Re step 7: You may detach multiple projects using a python script like:

import os
import sys
from cryosparc_compute.client import CommandClient
from cryosparc_compute import database_management

db = database_management.get_pymongo_client('meteor')['meteor']
cli = CommandClient(os.getenv('CRYOSPARC_MASTER_HOSTNAME'), int(os.getenv('CRYOSPARC_COMMAND_CORE_PORT')))

active_projects = [p['uid'] for p in db.projects.find({'$and': [{'archived': False}, {'deleted': False}, {'detached': False}]})]

for p in active_projects:
    should_continue = input(f"enter 'y' to detach project {p}: ")
    if should_continue.strip() == 'y':
        cli.detach_project(p)
        print(f"Detached project {p}")
    else:
        sys.exit("Detachment of projects aborted")

Suppose you saved the script to a file detach_active_projects.py, you would run it like:

cryosparcm call python /full/path/to detach_active_projects.py

Caution: one should run this script only if one fully understands and agrees with what it does.

You do not need to disable the old instance as long as

  1. the new instance has a unique license id.
  2. there is a clear understanding that a given project directory must only be attached one specific instance at any given time.
  3. old and new instances have their respective separate databases.
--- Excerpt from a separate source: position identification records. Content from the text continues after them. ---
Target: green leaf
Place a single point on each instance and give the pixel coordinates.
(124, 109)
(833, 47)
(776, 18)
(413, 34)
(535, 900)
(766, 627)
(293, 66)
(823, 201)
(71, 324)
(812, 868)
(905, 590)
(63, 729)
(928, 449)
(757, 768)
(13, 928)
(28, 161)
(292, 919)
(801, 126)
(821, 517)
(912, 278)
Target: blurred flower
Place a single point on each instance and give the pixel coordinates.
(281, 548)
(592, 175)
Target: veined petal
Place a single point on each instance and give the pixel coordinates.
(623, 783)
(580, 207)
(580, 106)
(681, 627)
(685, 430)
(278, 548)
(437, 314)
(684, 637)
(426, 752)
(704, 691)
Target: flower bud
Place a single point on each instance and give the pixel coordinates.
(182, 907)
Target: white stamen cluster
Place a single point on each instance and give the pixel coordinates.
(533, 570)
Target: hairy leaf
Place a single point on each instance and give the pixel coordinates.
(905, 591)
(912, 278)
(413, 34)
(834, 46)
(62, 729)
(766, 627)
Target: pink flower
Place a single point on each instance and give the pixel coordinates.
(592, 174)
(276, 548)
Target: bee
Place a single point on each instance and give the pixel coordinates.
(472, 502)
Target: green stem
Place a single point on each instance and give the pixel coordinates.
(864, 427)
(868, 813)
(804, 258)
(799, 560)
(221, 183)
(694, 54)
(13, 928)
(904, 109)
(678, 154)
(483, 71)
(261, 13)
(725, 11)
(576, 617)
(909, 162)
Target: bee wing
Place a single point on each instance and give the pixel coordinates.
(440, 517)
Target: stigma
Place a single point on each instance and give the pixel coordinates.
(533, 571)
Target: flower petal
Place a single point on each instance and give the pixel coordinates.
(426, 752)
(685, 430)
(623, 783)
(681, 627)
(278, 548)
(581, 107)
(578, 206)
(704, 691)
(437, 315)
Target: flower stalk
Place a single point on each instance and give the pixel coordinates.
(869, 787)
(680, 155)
Re step 11: Reference to old worker connection information is optional. You may alternatively redesign your worker configuration completely, based on circumstances.
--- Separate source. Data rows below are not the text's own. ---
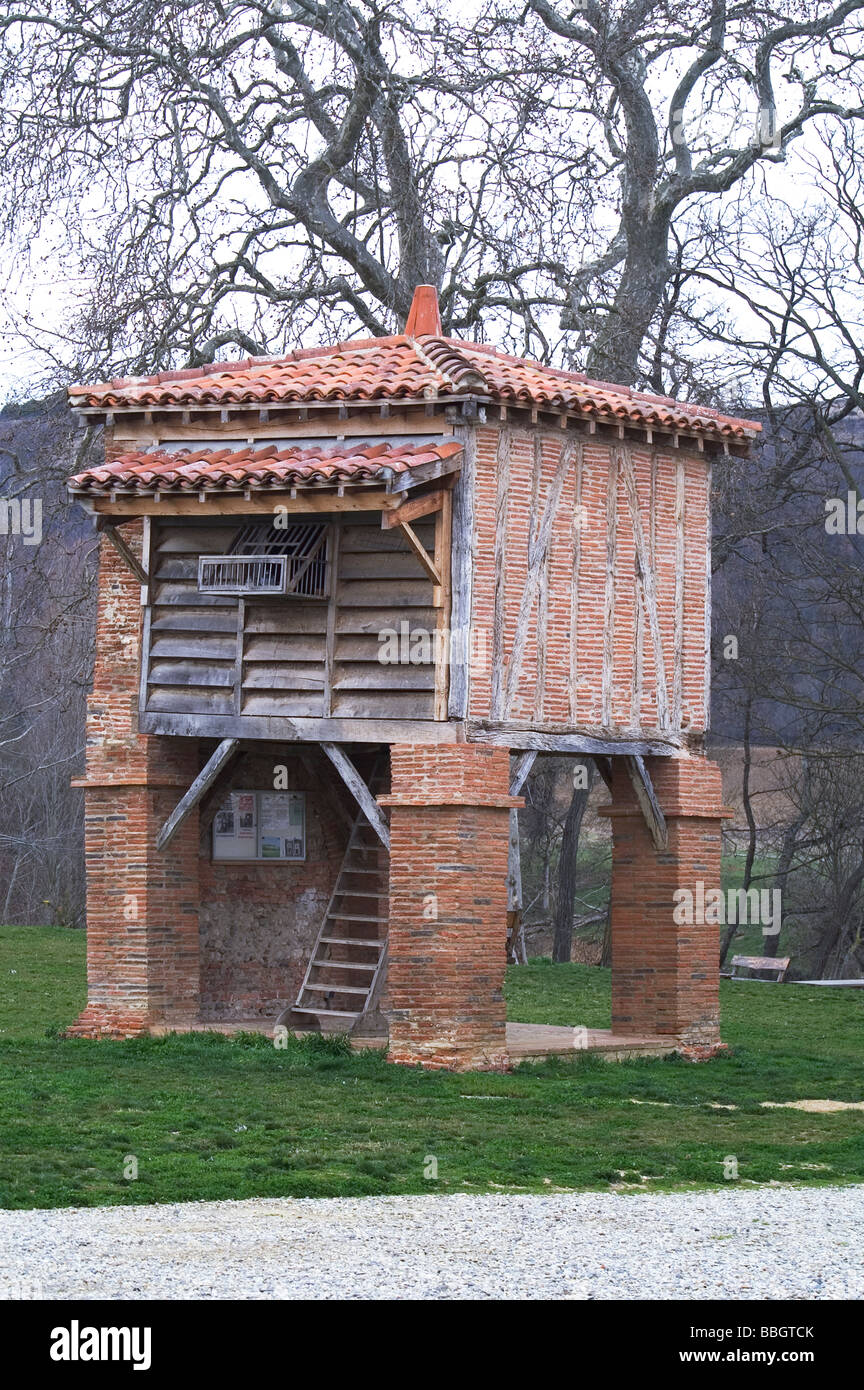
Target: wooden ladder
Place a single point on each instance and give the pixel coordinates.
(350, 950)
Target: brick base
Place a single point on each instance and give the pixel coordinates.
(666, 975)
(449, 837)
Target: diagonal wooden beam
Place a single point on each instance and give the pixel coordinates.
(649, 585)
(649, 805)
(359, 791)
(189, 801)
(420, 551)
(521, 770)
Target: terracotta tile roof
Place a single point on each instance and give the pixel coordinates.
(229, 470)
(404, 367)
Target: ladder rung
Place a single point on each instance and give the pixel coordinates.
(345, 965)
(336, 1014)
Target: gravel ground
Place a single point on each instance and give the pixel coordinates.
(743, 1243)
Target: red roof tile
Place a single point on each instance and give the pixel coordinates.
(404, 367)
(229, 470)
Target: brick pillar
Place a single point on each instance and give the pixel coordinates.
(142, 905)
(449, 837)
(666, 975)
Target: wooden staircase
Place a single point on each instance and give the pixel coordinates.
(350, 950)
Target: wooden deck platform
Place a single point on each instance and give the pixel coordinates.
(524, 1040)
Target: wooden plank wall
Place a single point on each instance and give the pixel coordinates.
(221, 655)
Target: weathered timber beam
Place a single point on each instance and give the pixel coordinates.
(521, 770)
(504, 736)
(234, 503)
(420, 551)
(360, 791)
(514, 862)
(324, 784)
(414, 509)
(649, 805)
(604, 767)
(204, 779)
(125, 552)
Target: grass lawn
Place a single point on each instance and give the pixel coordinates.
(211, 1118)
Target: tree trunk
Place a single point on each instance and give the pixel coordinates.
(614, 355)
(567, 872)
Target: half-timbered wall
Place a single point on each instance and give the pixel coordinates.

Re steps 12-13: It may be more straightforward to have individual users attach their own projects after they have logged in to the GUI.

A project directory must only be attached to one particular instance at a time, cs.lock is intended to enforce this restriction. Simultaneous attachment to multiple instances, for example after defeating the cs.lock mechanism, can corrupt the project directory and the databases of the CryoSPARC instances involved.